I winced a little. Yes... in, fact, I loved to run, but at the same time it was not something that I ever really shared with anyone. I dreamed of being a "real runner" swift, lean, well trained. Instead, I failed to make the track team... even at our rather liberal, unsporty high-school in Cleveland. "You're not really an athlete..." the coach had said "... If this is about fitness I don't want you on the team, this is sport not a way to just get in shape." I never returned after he said that.
So, I ran on my own instead, early in the morning, hoping no one would see me in the misty suburban mornings, clad in the baggist sweats I could find, as I shuffled my way around the city's little lakes and trails. I wasn't an athlete, but I liked running. No, I loved running. But, I had always ran alone.
And I'd heard about Rebeckah, too-- she was fast they said.
"I run barefoot mostly" she said."My dad will get whatever shoes I want if I win the 5K...do you want to go in the morning?"
How could I ever prepare her for how slow I was? She had to know though, didn't she? Just looking at me she'd know that I could never hope to keep up with her. Was she mocking me? Doubtful, all of the girls were far to kind for that. They were not much like the kids I went to school with. They were open and honest... uncomplicated. I liked them for it.
I agreed to go.
The next morning we met in the dining room as the older sister got ready to go tend the goats. My mom and dad were still asleep. "What will I wear?" I asked suddenly?
"Oh, I just wear my skirt, like normal." Rebeckah explained. "It's great for running. You feel so free!"

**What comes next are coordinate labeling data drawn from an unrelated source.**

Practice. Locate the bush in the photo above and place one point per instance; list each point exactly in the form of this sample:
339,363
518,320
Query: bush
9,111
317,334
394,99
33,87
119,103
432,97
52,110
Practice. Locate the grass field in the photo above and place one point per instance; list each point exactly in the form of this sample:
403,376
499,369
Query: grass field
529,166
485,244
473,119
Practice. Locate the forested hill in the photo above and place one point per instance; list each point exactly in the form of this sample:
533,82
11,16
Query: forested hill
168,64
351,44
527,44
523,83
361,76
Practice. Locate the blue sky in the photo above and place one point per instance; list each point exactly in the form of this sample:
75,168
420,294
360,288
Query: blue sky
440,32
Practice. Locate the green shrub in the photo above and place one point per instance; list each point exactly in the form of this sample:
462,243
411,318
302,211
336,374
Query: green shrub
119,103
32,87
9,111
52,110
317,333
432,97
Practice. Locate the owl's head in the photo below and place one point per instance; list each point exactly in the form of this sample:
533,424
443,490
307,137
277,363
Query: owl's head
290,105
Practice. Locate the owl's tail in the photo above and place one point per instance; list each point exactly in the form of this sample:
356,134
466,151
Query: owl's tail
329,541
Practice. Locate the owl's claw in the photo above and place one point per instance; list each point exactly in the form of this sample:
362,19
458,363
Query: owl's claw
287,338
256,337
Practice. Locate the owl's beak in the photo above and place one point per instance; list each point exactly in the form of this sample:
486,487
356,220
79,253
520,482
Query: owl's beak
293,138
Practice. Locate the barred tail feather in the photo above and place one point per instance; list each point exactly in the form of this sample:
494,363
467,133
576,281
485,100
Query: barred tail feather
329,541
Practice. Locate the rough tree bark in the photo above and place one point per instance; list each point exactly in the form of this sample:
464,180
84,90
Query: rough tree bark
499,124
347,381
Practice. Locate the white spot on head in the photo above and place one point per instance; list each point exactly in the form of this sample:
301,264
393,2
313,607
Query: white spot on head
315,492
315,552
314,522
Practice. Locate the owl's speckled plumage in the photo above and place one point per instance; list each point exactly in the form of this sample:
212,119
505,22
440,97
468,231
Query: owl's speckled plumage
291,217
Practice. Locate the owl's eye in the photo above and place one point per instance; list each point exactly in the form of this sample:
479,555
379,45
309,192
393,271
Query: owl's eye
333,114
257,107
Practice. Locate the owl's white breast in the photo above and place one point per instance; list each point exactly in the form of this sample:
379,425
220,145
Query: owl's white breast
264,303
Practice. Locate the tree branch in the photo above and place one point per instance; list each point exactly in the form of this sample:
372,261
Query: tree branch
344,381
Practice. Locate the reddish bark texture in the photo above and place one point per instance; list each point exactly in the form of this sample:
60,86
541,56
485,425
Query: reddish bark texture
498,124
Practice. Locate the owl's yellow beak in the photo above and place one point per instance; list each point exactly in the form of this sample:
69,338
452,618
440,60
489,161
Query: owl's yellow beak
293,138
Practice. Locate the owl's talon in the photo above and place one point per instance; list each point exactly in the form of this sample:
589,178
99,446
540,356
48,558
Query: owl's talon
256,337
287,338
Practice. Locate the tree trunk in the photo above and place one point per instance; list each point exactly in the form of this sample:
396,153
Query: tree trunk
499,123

And so in skirt and bonnets we went out over the fallow field behind the barn. She went out much too fast at first, but slowed coming to my side. And, to my relief, she said nothing about slowing down. I was going much faster than I normally ran, but it felt easy for some reason, the ground was soft and the air was cool. It was fall and the fields and forest smelled sweet with rotting leaves. We came to a gate and she hoped over without stopping, I followed suit and, to my surprise, made the gate. "Did you see that?" I said breathless and laughing.
My legs felt so free as we cruised down a soft-grassy hill coming out behind the local high school. "That's where I do my speedwork." She said.
"What speedwork?" I tried to ask but I had no breath. This must be speedwork. I thought.
As we came back to the farmhouse the sun broke out from behind the rolling hills, the red and gold fall leaves caught the morning light and the sky was filled with brand new pinks and purples and a pale sweet yellow that looked just like buttered biscuits taste.
We had buttered biscuits for breakfast.
And it was time to go back to the city. I listened to the "Jesuuuuus" song all the way home.
I tried sharing some of the Christian heavy metal with my peers and never really lived it down. I had a photo of me and Rebeckah in our plain cloths by the church, which I kept hidden for fear of being called "Amish Girl" even more.
And I was very very happy when I read about "Some girl in a skit and bonnet" winning the Akron 5K some months later. I put on the "Jesuuuuus" song and went out to run... and to "rock out."
I wondered what kind of shoes she would choose.